Some would occasionally scan the crowd for friends, calling out and waving if they spied someone they knew. But for the most part, people kept to themselves or their personal cadres rather than reach out to strangers. It seemed, even knowing that everyone around them was currently engaged in the exact same activity with just as much enthusiasm (I mean, we all took time out of our Wednesday night to show up), there wasn’t much motivation to be neighborly.
That’s not to say people were hostile — aside from that one jackass who accused me of “stealing” a bulbasaur he was attempting to capture. In fact, I spoke with a few delightful folks, one of whom taught me the secret to evolving an Evee into a Vaporeon (it’s all in the name), but for the most part, people kept their guards up.

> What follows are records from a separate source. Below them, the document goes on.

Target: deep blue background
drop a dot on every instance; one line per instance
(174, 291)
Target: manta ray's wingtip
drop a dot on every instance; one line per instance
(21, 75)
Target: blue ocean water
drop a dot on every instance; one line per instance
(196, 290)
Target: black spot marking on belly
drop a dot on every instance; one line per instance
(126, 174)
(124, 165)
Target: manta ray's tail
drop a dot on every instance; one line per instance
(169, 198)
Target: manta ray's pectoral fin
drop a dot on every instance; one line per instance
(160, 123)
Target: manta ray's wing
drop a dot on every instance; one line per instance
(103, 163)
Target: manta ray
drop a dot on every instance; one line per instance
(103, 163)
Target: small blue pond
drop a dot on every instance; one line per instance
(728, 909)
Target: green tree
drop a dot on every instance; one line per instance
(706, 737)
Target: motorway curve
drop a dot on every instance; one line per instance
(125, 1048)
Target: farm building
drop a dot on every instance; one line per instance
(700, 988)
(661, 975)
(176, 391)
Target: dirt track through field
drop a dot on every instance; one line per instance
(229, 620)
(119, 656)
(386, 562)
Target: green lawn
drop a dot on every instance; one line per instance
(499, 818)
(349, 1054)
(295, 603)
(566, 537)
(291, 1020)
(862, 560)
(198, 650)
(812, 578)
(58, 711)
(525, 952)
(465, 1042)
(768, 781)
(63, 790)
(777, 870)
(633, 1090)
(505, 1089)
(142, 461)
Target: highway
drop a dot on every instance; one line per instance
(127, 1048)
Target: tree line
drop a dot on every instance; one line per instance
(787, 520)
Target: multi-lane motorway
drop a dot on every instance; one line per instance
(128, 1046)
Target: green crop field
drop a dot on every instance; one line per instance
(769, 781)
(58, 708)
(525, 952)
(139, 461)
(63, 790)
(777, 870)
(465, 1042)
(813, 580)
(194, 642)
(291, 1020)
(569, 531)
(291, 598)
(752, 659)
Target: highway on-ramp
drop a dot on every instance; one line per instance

As the bottom of the hour drew near, the crowd swelled to more than a thousand. The Northern face of the hill swarmed with trainers, curious onlookers and cosplayers as gaggles of local news crews hustled from shot to shot, pestering attendees with banal questions about the game. A few uniformed police officers mixed in with the crowd, though neither they nor the trainers appeared in overwhelming numbers, as earlier estimates predicted. The most the crowd stirred was when a couple good samaritans arrived at the base of the hill with a cooler of free miniature Hagen Daaz cups. And when the clock struck 6:30 pm — nothing.
Nothing happened. There were no trumpets, no loudspeaker announcement, no doves released as harbingers of the world peace that our common love of Pokémon Go would surely deliver. Barely anybody even looked up from their phones.
When it became clear that the event’s organizers were not going to step forward and lead the masses of humanity that they had gathered, the crowd began its exodus. We all had the crawl’s route map from the Facebook announcement, we knew where to go and eventually where to end up. But without that leadership, the event spontaneously and effectively ended. The individual groups that arrived all began to shuffle off the hill towards the Castro and Mission districts. Even groups headed in the same direction failed to coalesce.
I was rather expecting a 1,000-plus person mob steamrolling through the city in search of Mews. I was hoping to see the sense of shared thought and purpose — at least a hint of the camaraderie that people have recounted online. Instead, I saw a crushingly familiar scene: countless people willfully ignoring one another in favor of what was happening on their phones. As the various cliques within the crowd diffused into the surrounding neighborhoods, it became nearly impossible to tell the hoards of trainers from everybody else.
By 7:30, the Pokécrawl to end all Pokécrawls had become just another Wednesday night in San Francisco.